How to close the monitor when you have send all test data?
How do you know when to close the monitor, keeping in mind that the DUT has x cycles of latency?
And how do you code this in SV?

In reply to Gollem:

It sounds like from this and your previous questions you are trying to duplicate what is already in the UVM and addressed by objections and timeouts. So my answer to your question is use the UVM.

In reply to dave_59:

I understand your reply. However “just use the UVM” is a too big risk for a small company, with a small group who does the RTL design and verification. I can not afford a UVM testbench which only is understood by one employee or a contractor. The risk is to high for a starting company.

I’m learning the concepts of verification by reading and looking at videos. I try to improve our testbenches gradually and apply them in SV language so that the whole team understands the code. So your obeservation is correct, I try to duplicate the UVM, but for a small part of it.

Yes it takes more time, yes it’s reinventing the wheel, yes there are people out there who does it in UVM. But if my testbench shows a failure I know who to fix it, or if we hit a problem in the field we know the code. If I have to use the UVM-testbench from a former collegue or contractor and can’t read the code, I have a much bigger problem.

In reply to Gollem:

I will strongly disagree with your statement and argue that not using UVM is a bigger risk than using it. UVM is an industry standard methodology. Your time would be better spent learning UVM implementation than trying to learn how to do the equivalent in SystemVerilog.

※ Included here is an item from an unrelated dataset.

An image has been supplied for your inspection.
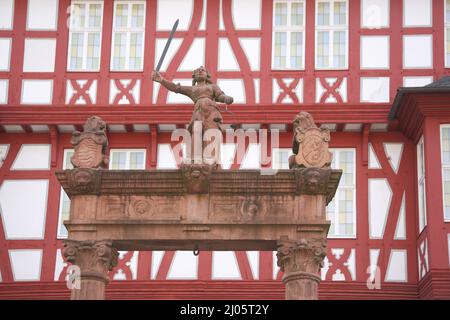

There are significant training resources available for UVM, and there are tools that can put together a complete UVM environment in a matter of hours with little UVM experience.

Investing the time now to start with UVM will pay significant dividends in the future.

In reply to Gollem:

In reply to dave_59:
I can not afford a UVM testbench which only is understood by one employee or a contractor.

Except what you are doing is worse than that; it will only be understood one person—you.

There is a lot to the UVM, but I suggest starting with three basic areas

  • uvm_component
  • - build, connect, run, report_phases
    - end-of-test: objections and timeouts
    - hierarchy (test, agent, driver, monitor, scoreboard)

  • report macros: severity, verbosity
  • uvm_config_db

You could adopt any one of these three topics independently, but they are much more powerful when put together. This all documented, and there is plenty of tutorial information on the web available that you won’t have to create.

In reply to dave_59:

But back to my question, how does a (UVM/OVM/SV/Verilog/VHDL) testbench stop simulating in a controlled manner?
How do you stop the ‘forever’ loops or while(1) loops?
Always setting the timeout to a long enough value is also not the way to go I suppose

In reply to Gollem:

Other than calling $finish, we don’t know what it means to end your simulation in a “controlled” way. Maybe you don’t use forever or while(1) loops.